Joyce Clague and Charles ‘Chicka’ Dixon are interviewed. The interviews are inter-cut with black-and-white footage, photographs and newspaper clippings from the 1960s, depicting images themed around the 1967 referendum. Slow vocal and organ music is used in the clip.

Charles ‘Chicka’ Dixon People were starting to look at them and think, ‘Well, these are human beings, these people. Their skin might be a different colour, but they’re good people.’
Joyce Clague During my nursing days, I wanted to go overseas and I could have gone with a family, and they couldn’t get me a passport because I stated I was Aboriginal. And I said, ‘Of course I am an Aboriginal!’ and they said, ‘Well, you can’t get a passport because we don’t issue those to Aboriginal people because you’re not on the Census.’
Charles In the Constitution, it stated ‘All races of people would be counted in the Census other than Aboriginals.’ We were excluded.
Joyce They knew the number of kangaroos, they knew the number of cattle, they knew the number of sheep in this country, but in regards to human life, Aboriginal people themselves weren’t counted.

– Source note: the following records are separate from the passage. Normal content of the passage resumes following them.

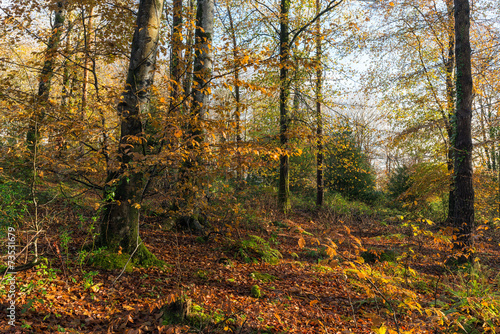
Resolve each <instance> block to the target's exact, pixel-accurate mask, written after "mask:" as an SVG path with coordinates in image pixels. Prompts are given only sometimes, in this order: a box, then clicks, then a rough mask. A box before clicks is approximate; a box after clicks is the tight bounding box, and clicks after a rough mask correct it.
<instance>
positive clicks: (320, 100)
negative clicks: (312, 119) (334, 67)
mask: <svg viewBox="0 0 500 334" xmlns="http://www.w3.org/2000/svg"><path fill="white" fill-rule="evenodd" d="M320 9H321V4H320V2H319V0H316V15H319V13H320ZM315 33H316V66H317V67H316V92H315V93H316V149H317V153H316V205H317V206H318V207H320V206H322V205H323V198H324V180H323V115H322V113H321V99H322V88H323V78H322V74H323V67H322V63H321V57H322V55H323V53H322V51H321V21H320V19H318V20H317V21H316V32H315Z"/></svg>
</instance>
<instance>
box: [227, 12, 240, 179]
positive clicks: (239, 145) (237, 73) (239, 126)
mask: <svg viewBox="0 0 500 334" xmlns="http://www.w3.org/2000/svg"><path fill="white" fill-rule="evenodd" d="M227 14H228V17H229V28H230V29H231V31H230V33H231V39H232V42H233V63H234V102H235V104H236V106H235V110H234V118H235V119H234V121H235V122H236V163H237V165H236V179H237V181H238V183H239V182H240V181H242V179H243V167H242V163H241V152H240V150H239V148H240V147H241V100H240V66H239V64H238V59H239V54H238V43H237V41H236V31H235V27H234V22H233V17H232V15H231V8H230V6H229V3H228V6H227Z"/></svg>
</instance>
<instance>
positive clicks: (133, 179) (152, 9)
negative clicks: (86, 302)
mask: <svg viewBox="0 0 500 334" xmlns="http://www.w3.org/2000/svg"><path fill="white" fill-rule="evenodd" d="M163 3H164V1H163V0H141V2H140V4H139V11H138V14H137V23H136V29H135V33H134V37H133V39H132V46H131V49H132V50H131V56H130V64H129V69H128V75H127V79H126V86H125V91H124V92H123V93H122V96H121V101H120V103H119V104H118V114H119V115H120V118H121V134H120V144H119V149H118V150H119V154H118V155H119V163H120V168H119V170H117V171H115V172H111V173H110V174H109V175H108V180H107V183H106V187H105V190H104V197H105V199H106V201H107V203H106V207H105V209H104V215H103V219H102V222H101V231H100V241H101V244H102V245H103V246H107V247H108V249H110V250H112V251H116V250H118V249H119V248H120V247H121V249H123V251H124V252H127V253H129V254H130V253H132V252H133V251H134V250H136V248H137V247H139V245H140V239H139V209H140V203H141V200H142V191H143V187H144V184H145V181H144V176H143V171H142V170H141V166H140V165H141V161H142V160H143V159H144V155H145V144H146V143H145V138H144V134H143V129H142V123H141V115H142V114H144V113H146V112H147V111H148V109H149V105H150V90H151V86H152V85H153V79H154V72H155V66H156V54H157V48H158V40H159V35H160V24H161V15H162V11H163ZM142 247H143V246H142ZM139 255H141V254H139Z"/></svg>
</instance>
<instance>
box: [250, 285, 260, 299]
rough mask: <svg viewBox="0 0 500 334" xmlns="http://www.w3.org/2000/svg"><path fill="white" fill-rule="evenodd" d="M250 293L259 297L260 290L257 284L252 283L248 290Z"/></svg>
mask: <svg viewBox="0 0 500 334" xmlns="http://www.w3.org/2000/svg"><path fill="white" fill-rule="evenodd" d="M250 295H251V296H252V297H254V298H261V297H262V291H261V290H260V287H259V286H258V285H253V286H252V289H251V290H250Z"/></svg>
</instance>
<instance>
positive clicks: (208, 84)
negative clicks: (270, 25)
mask: <svg viewBox="0 0 500 334" xmlns="http://www.w3.org/2000/svg"><path fill="white" fill-rule="evenodd" d="M213 25H214V0H198V2H197V10H196V30H195V35H194V40H195V42H194V53H195V55H194V61H193V86H192V94H191V95H192V96H193V103H192V105H191V111H190V119H189V121H188V122H189V123H188V126H187V128H188V131H187V132H188V137H187V138H186V139H187V140H188V143H187V147H188V150H189V152H190V157H189V158H188V159H187V160H186V161H185V163H184V164H183V166H182V168H181V170H180V172H179V174H180V176H179V177H180V180H179V184H180V188H181V189H183V190H182V195H181V197H182V200H183V201H184V205H183V206H184V207H187V206H188V205H187V204H188V203H190V202H193V203H198V202H199V201H198V199H200V198H201V197H202V196H203V194H204V192H203V186H202V185H201V184H200V177H199V176H200V174H201V173H200V170H199V169H198V168H201V165H202V164H201V158H202V155H201V154H200V152H199V151H198V150H199V149H200V148H201V147H202V144H203V141H204V138H203V119H204V118H205V114H206V112H207V110H208V97H209V95H210V87H209V83H210V79H211V76H212V60H213V51H212V35H213V28H214V27H213ZM190 182H191V184H189V183H190ZM195 189H197V190H198V191H196V190H195ZM197 205H198V204H197Z"/></svg>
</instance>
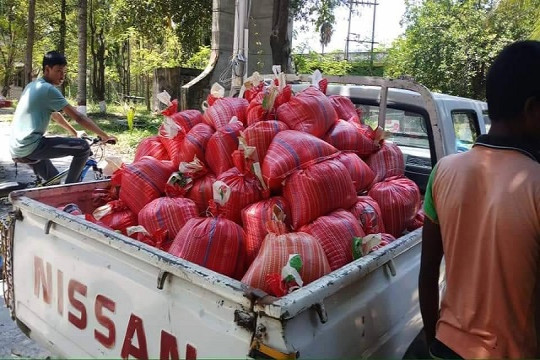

Charles Changes in the Constitution had to be brought about because one of them said we didn’t exist, and the most important one was the other section that said the government would have the powers to legislate for the betterment of all races of people, other than Aboriginals. Roy Carroll and I used to go around and try and get signatures, petition off the white fellas. He’ll tell you himself that (inaudible) a dog wouldn’t spit in your face.
Joyce I participated in demonstration. And I’m not ashamed of that. I’m very happy to have been involved in that, because they stopped our people developing, so they had to change the Act. That’s when I teamed up with people such as Jack Horner and Faith Bandler and Pearl Gibbs.
Faith Bandler I feel that the time has come when Australia can no longer tolerate legal racial discrimination against its indigenous people.
Joyce The referendum, of course, it had to happen. It had to happen.
Charles We pushed the referendum for about six years. Didn’t happen overnight. We set up the campaign in 1960 and got it through in ‘67. Seven frustrating years, it was. So on 27 May 1967, we become citizens in our own country. That’s not long ago.